28 de dezembro de 2008
A mesa em tempos de crise
Livros estão no topo da lista de presentes mais trocados entre os meus familiares. Em qualquer data comemorativa. Por algum motivo estranho, porém, neste Natal, não ganhei nenhum. Quer dizer, nem tão estranho assim: combinamos que só as crianças iriam receber presentes. Mas para minha mãe, independentemente da idade dos filhos, entramos na categoria crianças; então, uma chance para você adivinhar o que eu ganhei dela, além dos vinhos obrigatórios. Vamos lá... Se você lê o blog com alguma freqüência, não será difícil. Um pijama! Por sinal, bem bonitinho. Já está em uso. Já tenho um pijaminha novo, mas estou sem livro para ler na cama.
Ontem, recorri à minha estante em busca de uma leiturinha fácil para a hora de dormir. Passei o olho para cá e para lá, uni, duni, te... Nada. Até pensei em reler O Pedante na Cozinha, de Julian Barnes. Sem dúvida, a melhor leitura de 2008. Mas emprestei para uma amiga. É que gostei tanto, tanto, que comecei a achar que, sem saber, o autor havia escrito para mim. Pedi a ela que lesse e avaliasse se o livro é mesmo bom ou se são meus olhos; ela nunca terminou ou não quis comentar, não devolveu, e eu continuo sem saber se o livro é bom para todos ou só para mim.
Olhei mais um pouquinho e parei num livro que, pelo título, suponho, já ganhei uns quatro: How to Cook a Wolf, um clássico da literatura culinária, escrito por MFK Fisher, talvez a maior autora do gênero. Infelizmente, nenhuma das pessoas que me presentearam sabiam da existência da tradução, Como Cozinhar um Lobo, publicado no Brasil pela Companhia das Letras. Resolvi reler. Levei um susto logo nas primeiras páginas.
Ele foi escrito durante o racionamento da Segunda Guerra. É sobre comer bem em tempos difíceis, de escassez. Um choque como um livro de 1942 seja tão atual em 2008, quase 2009. Há conceitos perfeitos para o momento em que vivemos. Apesar da suposta blindagem brasileira (sei, sei), acho difícil que a crise não chegue à mesa. Até por princípios. Estamos todos repensando os nossos orçamentos, cortando os excessos, reavaliando as necessidades, nos preparando para o inverno, mesmo sonhando com o verão, e aprendendo a conviver com as incertezas da existência explicitadas por uma crise financeira.
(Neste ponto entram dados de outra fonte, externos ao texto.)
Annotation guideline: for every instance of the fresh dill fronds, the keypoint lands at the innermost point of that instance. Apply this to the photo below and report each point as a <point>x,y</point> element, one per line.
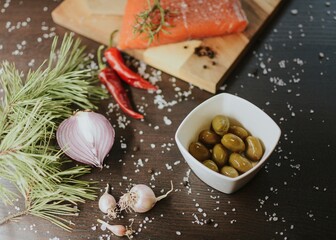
<point>152,21</point>
<point>30,111</point>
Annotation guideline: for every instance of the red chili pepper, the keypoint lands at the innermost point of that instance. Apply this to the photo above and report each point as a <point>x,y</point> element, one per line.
<point>115,60</point>
<point>112,82</point>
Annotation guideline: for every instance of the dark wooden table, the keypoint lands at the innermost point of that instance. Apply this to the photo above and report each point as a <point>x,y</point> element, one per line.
<point>289,72</point>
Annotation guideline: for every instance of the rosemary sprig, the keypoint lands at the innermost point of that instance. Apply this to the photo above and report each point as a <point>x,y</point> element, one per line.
<point>29,114</point>
<point>152,21</point>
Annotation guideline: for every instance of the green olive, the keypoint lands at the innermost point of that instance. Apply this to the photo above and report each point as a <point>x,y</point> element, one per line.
<point>199,151</point>
<point>208,137</point>
<point>233,142</point>
<point>220,154</point>
<point>220,124</point>
<point>254,149</point>
<point>211,164</point>
<point>229,171</point>
<point>240,163</point>
<point>239,131</point>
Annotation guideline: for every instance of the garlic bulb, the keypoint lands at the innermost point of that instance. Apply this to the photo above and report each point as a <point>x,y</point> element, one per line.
<point>86,137</point>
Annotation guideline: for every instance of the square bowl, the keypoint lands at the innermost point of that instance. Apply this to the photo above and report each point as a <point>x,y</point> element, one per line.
<point>252,118</point>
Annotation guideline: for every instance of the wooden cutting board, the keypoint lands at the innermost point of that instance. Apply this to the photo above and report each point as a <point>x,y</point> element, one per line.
<point>177,59</point>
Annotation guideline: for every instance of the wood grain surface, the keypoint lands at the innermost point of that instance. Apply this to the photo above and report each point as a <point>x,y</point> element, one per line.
<point>289,72</point>
<point>179,59</point>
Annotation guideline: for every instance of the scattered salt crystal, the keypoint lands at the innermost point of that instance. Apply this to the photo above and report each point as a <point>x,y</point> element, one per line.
<point>167,121</point>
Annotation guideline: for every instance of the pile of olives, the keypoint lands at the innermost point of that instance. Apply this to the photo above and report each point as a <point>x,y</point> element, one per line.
<point>227,148</point>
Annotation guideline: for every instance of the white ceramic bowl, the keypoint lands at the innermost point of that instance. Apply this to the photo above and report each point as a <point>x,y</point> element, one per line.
<point>256,121</point>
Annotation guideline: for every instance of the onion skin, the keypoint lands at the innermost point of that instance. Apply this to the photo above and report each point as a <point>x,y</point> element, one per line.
<point>86,137</point>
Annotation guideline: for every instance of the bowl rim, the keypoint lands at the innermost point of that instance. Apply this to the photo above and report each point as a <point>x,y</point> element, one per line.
<point>243,175</point>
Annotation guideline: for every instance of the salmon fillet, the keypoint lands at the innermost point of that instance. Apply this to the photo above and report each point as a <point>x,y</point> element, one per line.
<point>190,19</point>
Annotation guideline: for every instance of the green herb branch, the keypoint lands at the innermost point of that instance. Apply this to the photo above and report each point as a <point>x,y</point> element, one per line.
<point>152,21</point>
<point>29,114</point>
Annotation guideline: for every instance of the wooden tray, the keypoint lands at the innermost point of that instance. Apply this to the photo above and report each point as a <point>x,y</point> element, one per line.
<point>174,59</point>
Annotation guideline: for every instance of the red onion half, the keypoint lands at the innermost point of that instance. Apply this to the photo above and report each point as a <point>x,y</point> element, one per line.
<point>86,137</point>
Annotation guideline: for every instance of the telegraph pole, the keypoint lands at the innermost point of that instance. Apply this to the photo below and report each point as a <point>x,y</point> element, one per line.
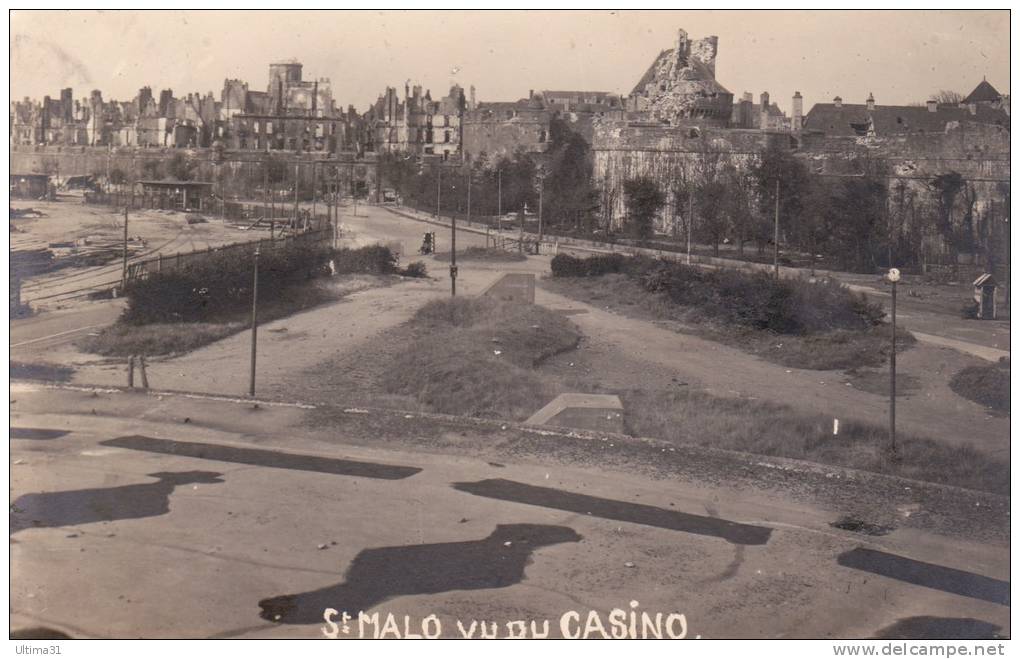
<point>296,165</point>
<point>453,249</point>
<point>251,387</point>
<point>354,191</point>
<point>439,189</point>
<point>775,237</point>
<point>265,191</point>
<point>542,187</point>
<point>894,276</point>
<point>123,274</point>
<point>691,220</point>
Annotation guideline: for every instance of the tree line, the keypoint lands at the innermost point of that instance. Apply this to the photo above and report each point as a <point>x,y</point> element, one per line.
<point>863,220</point>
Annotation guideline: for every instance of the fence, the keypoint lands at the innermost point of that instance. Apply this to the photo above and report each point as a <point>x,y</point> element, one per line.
<point>282,209</point>
<point>170,262</point>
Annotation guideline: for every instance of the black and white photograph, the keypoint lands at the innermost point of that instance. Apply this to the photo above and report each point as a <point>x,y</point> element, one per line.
<point>449,323</point>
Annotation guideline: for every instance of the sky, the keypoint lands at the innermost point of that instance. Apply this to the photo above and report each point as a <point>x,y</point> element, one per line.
<point>901,56</point>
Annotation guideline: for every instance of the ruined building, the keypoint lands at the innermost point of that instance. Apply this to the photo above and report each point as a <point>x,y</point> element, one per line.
<point>498,129</point>
<point>416,123</point>
<point>680,85</point>
<point>983,105</point>
<point>293,114</point>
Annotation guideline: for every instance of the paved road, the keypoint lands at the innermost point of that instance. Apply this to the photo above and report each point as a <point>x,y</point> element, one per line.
<point>166,516</point>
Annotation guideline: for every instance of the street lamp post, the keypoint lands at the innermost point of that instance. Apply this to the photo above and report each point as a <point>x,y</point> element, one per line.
<point>453,249</point>
<point>894,276</point>
<point>775,237</point>
<point>691,220</point>
<point>439,190</point>
<point>251,386</point>
<point>542,187</point>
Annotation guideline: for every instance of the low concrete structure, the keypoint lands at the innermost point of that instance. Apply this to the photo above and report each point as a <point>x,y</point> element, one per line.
<point>512,288</point>
<point>30,186</point>
<point>599,412</point>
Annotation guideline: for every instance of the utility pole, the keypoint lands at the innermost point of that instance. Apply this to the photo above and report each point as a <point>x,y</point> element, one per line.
<point>123,274</point>
<point>354,191</point>
<point>439,189</point>
<point>251,387</point>
<point>520,240</point>
<point>296,165</point>
<point>691,220</point>
<point>894,276</point>
<point>453,250</point>
<point>542,187</point>
<point>775,238</point>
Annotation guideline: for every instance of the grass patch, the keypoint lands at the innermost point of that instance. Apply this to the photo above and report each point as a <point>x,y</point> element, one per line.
<point>476,357</point>
<point>121,340</point>
<point>157,339</point>
<point>988,386</point>
<point>43,371</point>
<point>819,350</point>
<point>770,429</point>
<point>483,254</point>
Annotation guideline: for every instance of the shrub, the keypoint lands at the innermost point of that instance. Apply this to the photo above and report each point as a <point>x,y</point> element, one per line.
<point>373,259</point>
<point>219,286</point>
<point>416,269</point>
<point>756,300</point>
<point>988,386</point>
<point>566,265</point>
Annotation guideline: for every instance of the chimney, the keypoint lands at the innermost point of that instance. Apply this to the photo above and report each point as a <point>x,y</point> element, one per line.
<point>745,117</point>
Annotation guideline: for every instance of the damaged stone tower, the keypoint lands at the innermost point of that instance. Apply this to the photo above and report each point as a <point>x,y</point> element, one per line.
<point>680,86</point>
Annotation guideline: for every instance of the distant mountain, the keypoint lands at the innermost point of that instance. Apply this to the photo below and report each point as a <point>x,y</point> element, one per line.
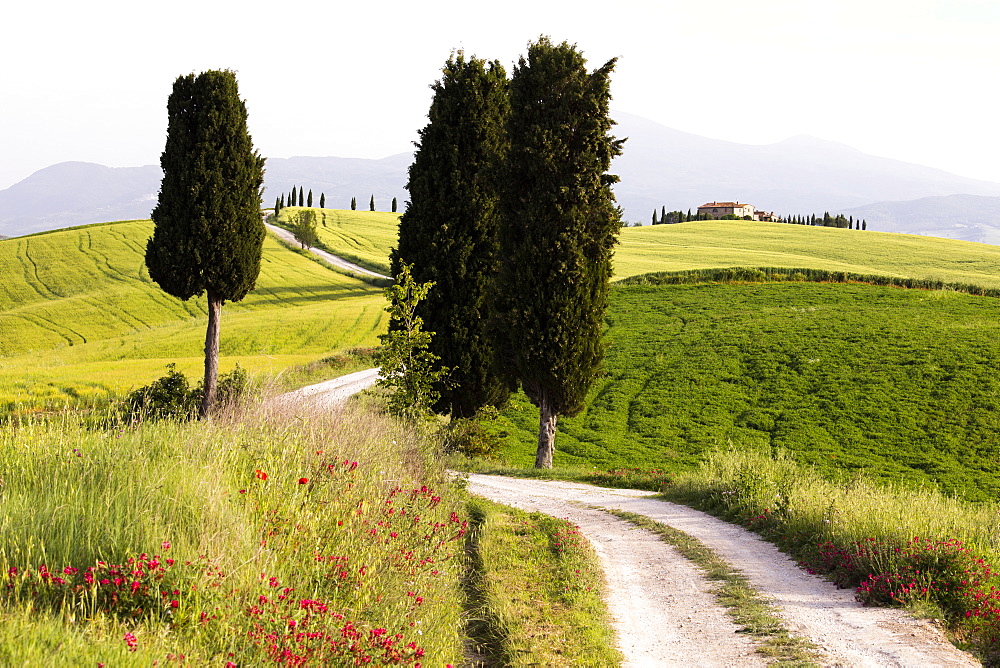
<point>660,167</point>
<point>968,217</point>
<point>77,193</point>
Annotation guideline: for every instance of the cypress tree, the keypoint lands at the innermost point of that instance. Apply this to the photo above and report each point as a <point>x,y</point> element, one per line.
<point>208,233</point>
<point>559,226</point>
<point>450,227</point>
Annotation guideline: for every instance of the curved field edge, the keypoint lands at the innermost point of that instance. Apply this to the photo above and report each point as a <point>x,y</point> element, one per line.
<point>80,320</point>
<point>899,384</point>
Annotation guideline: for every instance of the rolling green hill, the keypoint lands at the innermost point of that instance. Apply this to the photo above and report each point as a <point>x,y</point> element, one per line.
<point>368,236</point>
<point>362,237</point>
<point>79,315</point>
<point>900,383</point>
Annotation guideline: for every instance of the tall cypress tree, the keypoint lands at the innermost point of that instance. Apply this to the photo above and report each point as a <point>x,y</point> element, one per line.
<point>208,231</point>
<point>560,225</point>
<point>449,230</point>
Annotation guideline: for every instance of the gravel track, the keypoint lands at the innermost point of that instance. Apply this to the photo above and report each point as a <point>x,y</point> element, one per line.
<point>664,613</point>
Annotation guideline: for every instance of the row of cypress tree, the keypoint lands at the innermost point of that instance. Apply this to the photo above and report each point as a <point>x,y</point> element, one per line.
<point>300,198</point>
<point>512,217</point>
<point>306,200</point>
No primeiro capítulo, Fisher questiona o conceito nutricional da refeição balanceada para concluir que o melhor é “balancear o dia, e não cada refeição do dia”. Não é uma proposta excelente para qualquer que seja a situação financeira da pessoa? E também funciona para quem trabalha fora, para quem não sai de casa, para quem gosta de comer bem, para quem come por obrigação.
Às vezes, chego em casa para almoçar e fico abalada com a minha própria mesa: arroz, lentilha, tabule, sobrecoxa de frango assada com batatas, um peixinho cozido a vapor com legumes na manteiga e uma salada de folhas verdes. Já cansei de explicar que não precisa, e não pode, fazer esse tanto de comida. Tenho pavor de servir dois tipos de carne na mesma refeição. “Ah, mas as crianças não comem...” Não comem porque têm escolha. Acho mais fácil educar crianças do que adultos. Onde já se viu fazer frango e peixe na mesma refeição? Pior: batata e arroz está terminantemente proibido. Administrar, seja lá o que for, requer energia.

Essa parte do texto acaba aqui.